How to make sure your children and dogs have a great relationship

Children and dogs can have a great relationship — as long as they understand each other and attention is paid to what dogs are trying to tell us, explains Carolyn Menteith...

It’s easy to think that dogs and children have an instinctive bond — after all, we’ve seen old ‘Lassie’ films, and often we expect that kind of close relationship to happen naturally between the two. With some dogs, and some children, it does seem to be a natural thing — but, for most, they both need training from an early age.

Children must be taught respect for dogs, how to handle them properly, and to understand a few dos and don’ts, while dogs need to learn that although children might behave a bit strangely at times, they are not something to be scared of, worried about, or to actively avoid.

We often don’t realise that, while we may think of aggressive dogs and dog attacks coming from vicious animals roaming around biting all and sundry, in reality, most dog bites happen in the home, to children, from the family dog.

Dogs and children can make fabulous companions and the benefits can be huge. Children who live with dogs take less days off school, have stronger immune systems, often get more exercise, and generally develop a greater empathy and better social skills than their non-pet-owning counterparts. However, this relationship takes work, understanding, and adult supervision.

Too many people think a ‘good dog’ is one ‘children can do anything to’ but that is totally unfair on the dog. A good dog shouldn’t have to put up with being pulled around and teased by family members.

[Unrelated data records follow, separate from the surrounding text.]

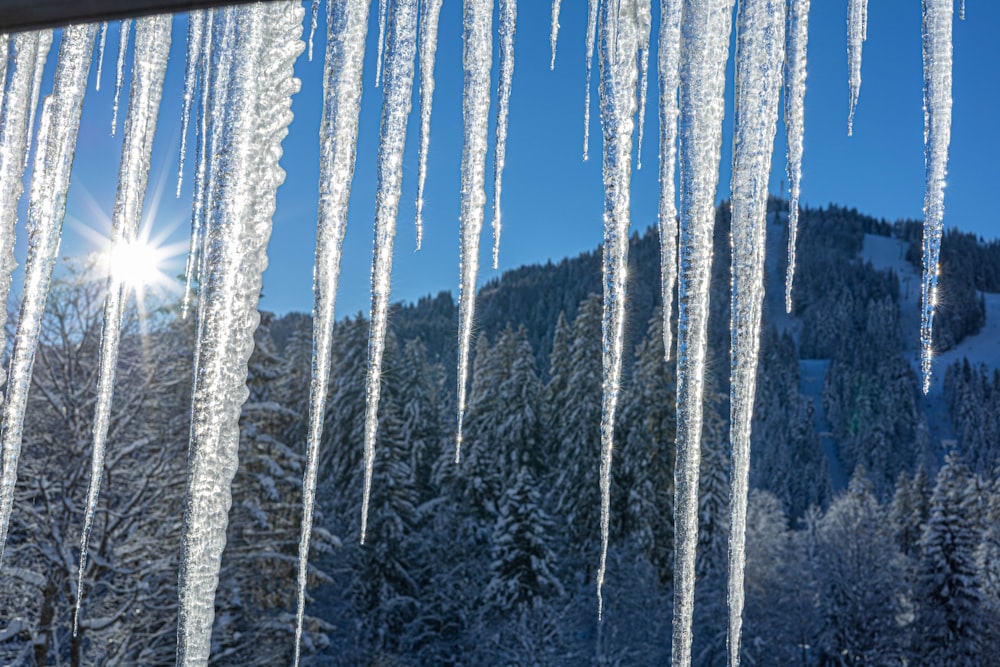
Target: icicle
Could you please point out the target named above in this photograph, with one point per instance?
(508, 26)
(620, 43)
(126, 26)
(554, 32)
(152, 48)
(396, 103)
(100, 55)
(857, 32)
(704, 51)
(46, 208)
(937, 49)
(382, 10)
(314, 21)
(795, 94)
(42, 55)
(669, 56)
(760, 51)
(212, 96)
(14, 142)
(430, 12)
(645, 26)
(268, 39)
(347, 28)
(477, 56)
(196, 31)
(591, 39)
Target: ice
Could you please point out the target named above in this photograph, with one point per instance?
(58, 128)
(126, 26)
(508, 27)
(857, 32)
(668, 63)
(554, 32)
(14, 142)
(937, 24)
(152, 48)
(760, 52)
(397, 93)
(192, 272)
(268, 39)
(620, 27)
(196, 31)
(100, 55)
(382, 12)
(704, 50)
(645, 26)
(477, 59)
(795, 94)
(347, 27)
(591, 40)
(430, 12)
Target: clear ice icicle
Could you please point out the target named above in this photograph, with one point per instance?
(554, 31)
(347, 28)
(857, 32)
(645, 27)
(100, 55)
(397, 93)
(937, 48)
(57, 134)
(705, 33)
(477, 59)
(760, 51)
(196, 31)
(508, 27)
(152, 48)
(430, 13)
(668, 64)
(268, 39)
(126, 27)
(620, 26)
(795, 95)
(591, 41)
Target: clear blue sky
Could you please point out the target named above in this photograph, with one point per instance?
(552, 200)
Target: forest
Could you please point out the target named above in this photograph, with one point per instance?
(871, 540)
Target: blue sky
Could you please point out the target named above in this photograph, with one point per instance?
(552, 199)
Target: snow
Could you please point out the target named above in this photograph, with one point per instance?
(396, 102)
(759, 56)
(705, 34)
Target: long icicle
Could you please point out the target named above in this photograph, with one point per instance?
(57, 134)
(508, 27)
(592, 6)
(15, 134)
(937, 50)
(857, 32)
(705, 33)
(196, 32)
(554, 32)
(645, 27)
(760, 52)
(126, 27)
(152, 49)
(477, 57)
(209, 94)
(620, 27)
(430, 13)
(268, 40)
(668, 64)
(397, 94)
(347, 28)
(796, 41)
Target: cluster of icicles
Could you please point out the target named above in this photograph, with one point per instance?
(238, 84)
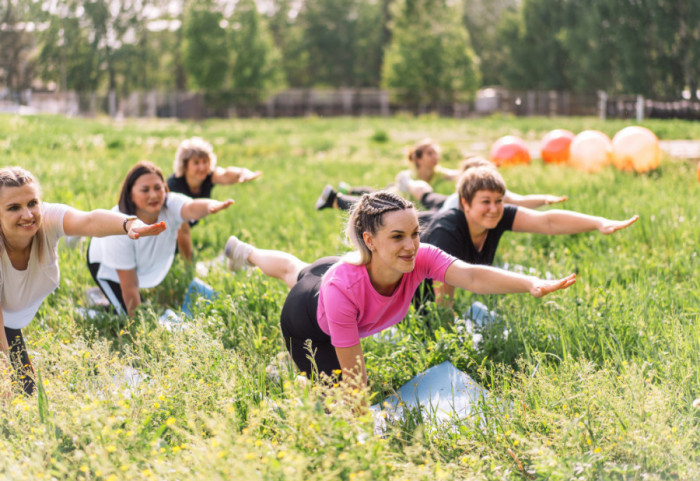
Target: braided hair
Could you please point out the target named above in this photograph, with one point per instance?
(367, 216)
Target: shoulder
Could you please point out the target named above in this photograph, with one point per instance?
(175, 183)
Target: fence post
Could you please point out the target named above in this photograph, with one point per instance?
(112, 103)
(640, 108)
(384, 103)
(602, 104)
(553, 111)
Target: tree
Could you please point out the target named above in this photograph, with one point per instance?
(257, 67)
(430, 59)
(205, 46)
(16, 45)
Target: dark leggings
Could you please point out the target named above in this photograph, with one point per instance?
(302, 336)
(19, 357)
(433, 200)
(112, 290)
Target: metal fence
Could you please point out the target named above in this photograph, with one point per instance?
(341, 102)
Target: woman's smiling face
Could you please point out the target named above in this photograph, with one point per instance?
(394, 246)
(20, 211)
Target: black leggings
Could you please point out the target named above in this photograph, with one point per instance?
(302, 336)
(112, 290)
(19, 357)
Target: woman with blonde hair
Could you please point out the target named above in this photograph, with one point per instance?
(29, 233)
(121, 267)
(195, 173)
(335, 301)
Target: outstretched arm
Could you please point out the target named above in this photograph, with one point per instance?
(100, 223)
(532, 201)
(234, 175)
(489, 280)
(4, 354)
(198, 208)
(448, 174)
(129, 282)
(352, 363)
(565, 222)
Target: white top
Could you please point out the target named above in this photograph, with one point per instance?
(22, 292)
(151, 256)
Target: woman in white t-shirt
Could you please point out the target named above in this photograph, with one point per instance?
(29, 234)
(121, 266)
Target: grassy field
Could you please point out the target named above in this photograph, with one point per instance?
(598, 381)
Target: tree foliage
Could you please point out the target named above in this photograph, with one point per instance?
(433, 50)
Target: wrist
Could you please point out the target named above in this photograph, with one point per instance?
(128, 220)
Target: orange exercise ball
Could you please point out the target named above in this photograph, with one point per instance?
(510, 150)
(636, 148)
(555, 146)
(590, 151)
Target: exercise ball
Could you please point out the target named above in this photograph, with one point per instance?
(636, 148)
(555, 146)
(510, 150)
(590, 151)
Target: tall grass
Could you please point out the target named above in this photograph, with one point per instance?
(598, 380)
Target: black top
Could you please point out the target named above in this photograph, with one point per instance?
(449, 231)
(179, 184)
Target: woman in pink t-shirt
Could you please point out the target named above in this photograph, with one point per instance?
(335, 302)
(29, 233)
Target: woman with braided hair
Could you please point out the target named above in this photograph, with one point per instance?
(337, 300)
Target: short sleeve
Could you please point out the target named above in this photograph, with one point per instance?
(509, 212)
(342, 316)
(53, 220)
(175, 203)
(433, 262)
(118, 252)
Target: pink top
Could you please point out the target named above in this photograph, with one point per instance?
(350, 308)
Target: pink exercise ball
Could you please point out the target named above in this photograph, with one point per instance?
(636, 148)
(555, 146)
(510, 150)
(590, 151)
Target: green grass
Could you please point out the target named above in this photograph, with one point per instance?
(598, 381)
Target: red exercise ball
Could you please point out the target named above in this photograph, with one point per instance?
(555, 146)
(636, 148)
(510, 150)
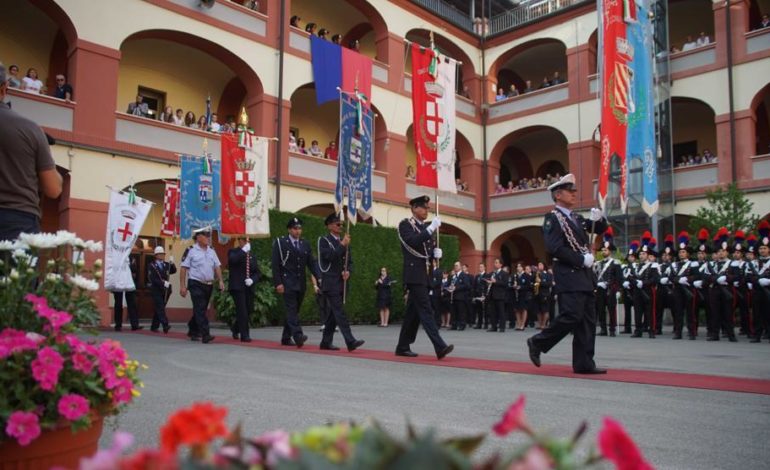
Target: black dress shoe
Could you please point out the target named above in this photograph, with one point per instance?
(534, 352)
(594, 371)
(406, 353)
(444, 352)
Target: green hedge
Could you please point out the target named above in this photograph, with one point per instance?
(371, 247)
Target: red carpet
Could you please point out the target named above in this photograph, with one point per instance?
(669, 379)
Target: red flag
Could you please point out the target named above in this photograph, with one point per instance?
(615, 96)
(170, 223)
(357, 66)
(425, 115)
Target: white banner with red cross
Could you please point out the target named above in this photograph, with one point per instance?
(124, 222)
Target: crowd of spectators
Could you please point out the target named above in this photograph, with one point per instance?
(31, 83)
(697, 159)
(512, 92)
(527, 183)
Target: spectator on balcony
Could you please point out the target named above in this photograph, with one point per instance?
(331, 151)
(189, 119)
(315, 149)
(500, 94)
(703, 40)
(689, 44)
(179, 117)
(138, 107)
(301, 146)
(31, 83)
(13, 77)
(63, 90)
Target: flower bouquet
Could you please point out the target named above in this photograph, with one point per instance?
(198, 437)
(52, 375)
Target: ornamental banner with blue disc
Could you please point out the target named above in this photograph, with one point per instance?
(354, 168)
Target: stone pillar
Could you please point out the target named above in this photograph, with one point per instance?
(94, 69)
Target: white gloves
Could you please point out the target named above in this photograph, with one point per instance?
(434, 224)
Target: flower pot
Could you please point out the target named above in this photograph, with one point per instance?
(53, 448)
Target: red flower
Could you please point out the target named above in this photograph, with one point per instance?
(197, 425)
(513, 419)
(617, 446)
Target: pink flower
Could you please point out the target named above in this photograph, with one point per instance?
(122, 391)
(46, 368)
(24, 426)
(73, 406)
(513, 419)
(617, 446)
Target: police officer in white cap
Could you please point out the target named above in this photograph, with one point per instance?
(566, 239)
(160, 272)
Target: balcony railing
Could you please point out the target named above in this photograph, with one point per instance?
(46, 111)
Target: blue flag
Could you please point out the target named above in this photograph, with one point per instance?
(326, 58)
(199, 204)
(354, 166)
(640, 142)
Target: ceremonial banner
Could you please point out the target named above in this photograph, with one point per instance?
(124, 222)
(244, 186)
(615, 95)
(354, 167)
(433, 109)
(199, 204)
(641, 116)
(169, 226)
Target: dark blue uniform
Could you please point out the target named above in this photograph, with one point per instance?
(574, 285)
(290, 258)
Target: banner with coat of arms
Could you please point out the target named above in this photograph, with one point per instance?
(354, 166)
(124, 222)
(433, 110)
(199, 200)
(244, 185)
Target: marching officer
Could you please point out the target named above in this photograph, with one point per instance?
(160, 273)
(566, 239)
(418, 248)
(608, 276)
(244, 273)
(291, 255)
(335, 264)
(647, 278)
(761, 281)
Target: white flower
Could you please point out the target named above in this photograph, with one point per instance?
(84, 283)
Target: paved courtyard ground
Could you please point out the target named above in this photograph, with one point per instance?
(273, 387)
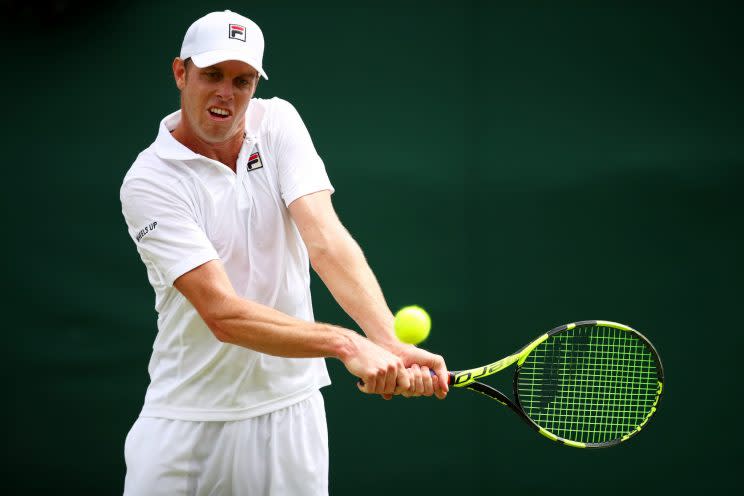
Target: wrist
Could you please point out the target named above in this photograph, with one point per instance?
(344, 346)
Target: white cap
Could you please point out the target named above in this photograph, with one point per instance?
(222, 36)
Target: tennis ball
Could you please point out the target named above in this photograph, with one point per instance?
(412, 324)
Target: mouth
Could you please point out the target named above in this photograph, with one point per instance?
(219, 113)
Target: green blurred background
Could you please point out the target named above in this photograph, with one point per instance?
(510, 167)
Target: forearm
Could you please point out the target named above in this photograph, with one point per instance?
(345, 272)
(261, 328)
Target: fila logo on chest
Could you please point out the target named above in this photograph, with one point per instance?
(254, 162)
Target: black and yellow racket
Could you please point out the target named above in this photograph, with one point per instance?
(590, 384)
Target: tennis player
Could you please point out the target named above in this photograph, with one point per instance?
(228, 208)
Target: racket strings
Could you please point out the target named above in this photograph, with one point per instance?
(589, 384)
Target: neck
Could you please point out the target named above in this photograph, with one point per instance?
(225, 152)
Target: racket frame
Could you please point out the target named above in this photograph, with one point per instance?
(468, 379)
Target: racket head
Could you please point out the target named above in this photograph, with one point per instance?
(590, 384)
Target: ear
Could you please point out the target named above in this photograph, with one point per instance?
(179, 73)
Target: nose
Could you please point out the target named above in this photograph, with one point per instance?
(225, 90)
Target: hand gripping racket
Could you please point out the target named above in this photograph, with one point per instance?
(590, 384)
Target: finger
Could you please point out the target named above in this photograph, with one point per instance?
(443, 375)
(404, 377)
(419, 381)
(438, 388)
(428, 381)
(391, 380)
(367, 384)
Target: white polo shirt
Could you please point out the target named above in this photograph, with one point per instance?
(182, 210)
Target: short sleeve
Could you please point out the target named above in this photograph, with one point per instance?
(164, 228)
(301, 170)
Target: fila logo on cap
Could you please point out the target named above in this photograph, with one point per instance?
(237, 32)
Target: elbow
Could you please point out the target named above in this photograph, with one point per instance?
(220, 330)
(318, 254)
(219, 323)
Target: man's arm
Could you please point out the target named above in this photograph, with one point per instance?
(238, 321)
(340, 263)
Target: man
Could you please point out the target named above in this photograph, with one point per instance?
(227, 209)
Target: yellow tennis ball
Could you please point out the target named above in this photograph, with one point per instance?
(412, 324)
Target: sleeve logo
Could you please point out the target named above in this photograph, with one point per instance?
(146, 230)
(237, 32)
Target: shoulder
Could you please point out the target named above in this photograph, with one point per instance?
(266, 115)
(150, 173)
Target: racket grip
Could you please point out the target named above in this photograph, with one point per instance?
(450, 377)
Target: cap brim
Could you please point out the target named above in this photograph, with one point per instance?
(216, 56)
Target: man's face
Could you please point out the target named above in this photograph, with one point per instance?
(214, 99)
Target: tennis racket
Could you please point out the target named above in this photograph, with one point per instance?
(589, 384)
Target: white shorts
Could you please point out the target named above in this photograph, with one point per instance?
(281, 453)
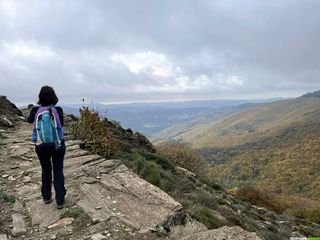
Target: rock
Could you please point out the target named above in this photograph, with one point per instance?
(19, 225)
(61, 223)
(90, 180)
(98, 236)
(11, 178)
(141, 204)
(230, 233)
(3, 237)
(43, 215)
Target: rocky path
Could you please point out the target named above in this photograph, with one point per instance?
(105, 200)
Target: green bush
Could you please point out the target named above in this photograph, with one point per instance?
(202, 214)
(95, 134)
(163, 162)
(182, 155)
(70, 212)
(205, 215)
(147, 170)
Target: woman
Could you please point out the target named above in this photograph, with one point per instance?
(50, 146)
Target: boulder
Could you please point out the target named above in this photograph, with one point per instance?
(230, 233)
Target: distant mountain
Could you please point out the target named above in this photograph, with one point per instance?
(274, 145)
(151, 118)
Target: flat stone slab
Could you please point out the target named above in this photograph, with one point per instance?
(3, 237)
(232, 233)
(123, 194)
(43, 214)
(19, 225)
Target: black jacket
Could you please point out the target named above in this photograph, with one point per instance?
(35, 109)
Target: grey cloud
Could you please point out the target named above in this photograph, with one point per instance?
(270, 46)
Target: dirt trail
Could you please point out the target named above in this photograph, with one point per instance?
(105, 200)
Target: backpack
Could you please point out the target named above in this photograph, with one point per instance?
(47, 127)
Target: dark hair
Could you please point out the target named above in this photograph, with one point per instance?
(47, 96)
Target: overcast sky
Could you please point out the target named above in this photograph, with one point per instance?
(153, 50)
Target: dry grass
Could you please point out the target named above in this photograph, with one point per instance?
(189, 228)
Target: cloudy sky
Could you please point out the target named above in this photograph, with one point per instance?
(151, 50)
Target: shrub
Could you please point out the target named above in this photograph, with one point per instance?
(261, 198)
(95, 134)
(162, 161)
(182, 155)
(203, 214)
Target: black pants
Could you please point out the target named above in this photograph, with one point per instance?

Always keep a close eye on your children and dogs

Dogs and young children should never be left alone together. Children do not develop empathy until they are surprisingly old, and they are older still before they can transfer that empathy to another species. In addition, children do not recognise dog body language. In a recent survey of children under eight years old, most thought dogs showing their teeth were smiling.

Most people are aware of the need to supervise children and dogs, but in the case of some of the worst recent dog attacks that have hit the headlines, it hasn’t been a lack of supervision that has been the problem; it is adults not knowing or understanding what it is they should be looking for, what body language signs the dogs are giving, and what is an acceptable way for children to interact with dogs.

So how can we make sure the interactions children have with their dogs are positive? By keeping a close eye on them and watching their body language, of course!

Handle dogs appropriately

Dogs generally do not like being patted on the top of their heads, sometimes they can be a little overwhelmed by hands and contact!

Avoid rough handling

For a puppy, being high off the ground — and upside down for example — can be pretty scary. A dog yawning can mean that the dog is stressed by being held like this — and while he may not react more than that yet, he is very much at face-biting height if he starts to feel more uncomfortable.

Don't play chase games

A dog and his young owner could be in the garden playing chase and both look like they’re having fun, interacting well together, and showing a strong bond. Your dog may look focused, but relaxed and happy. Younger children, however, shouldn’t play these kind of chase games, as it is easy for an over-enthusiastic dog to jump up, knock them over, or even nip when they catch up with them. It’s far better to stand still when the dog gets close to catching up.

Lack of control

While a dog may not look stressed or worried, he could be pulling hard on the lead when out on a walk. This means he has little interest in his young owner, and is totally doing his own thing! Pulling on the lead like this can cause injuries to dogs — and it is no fun to take a dog out who walks like this!

Dos and don'ts

  • Do not leave children and dogs alone together.
  • Make sure children know when to leave the dog alone (when he is eating or sleeping — or if he has a tasty treat).
  • If the dog needs to be moved from furniture, the children should get an adult to do it and not try to pull him off themselves.
  • If they are old enough, children should be involved in the dog’s training (going to good, reward-based training classes), walking and dog care (such as grooming), and should be taught how to handle a dog gently and with respect. The Young Kennel Club is a great start but most good training classes will happily involve all the family.
  • Watch the dog’s body language during any interactions with children; look for yawning, lip-licking, whale eye, held-back ears, tucked tail, or lowered body posture, and indeed tension anywhere in the dog’s body. If you see any of these, listen to what your dog is clearly saying to you, and get him out of that situation straight away.
  • Discourage rough games and play, and instead use interactive toys, or even get children involved in dog sports like agility.
  • When children have their friends visiting (especially if there is noise and activity), it is best if the dog is elsewhere.

Relaxed approach

Dogs and children can grow up to be the best of friends; however all interactions need to be supervised. Let a puppy be free to approach the child in her own time, with no pressure to interact, and if she needs to she has plenty of space to move away. 

Top tip

If you have any concerns about your dog and your children, seek advice from a qualified and experienced behaviour professional.

Getting children involved in training classes is one of the best ways to help them interact positively with their dog.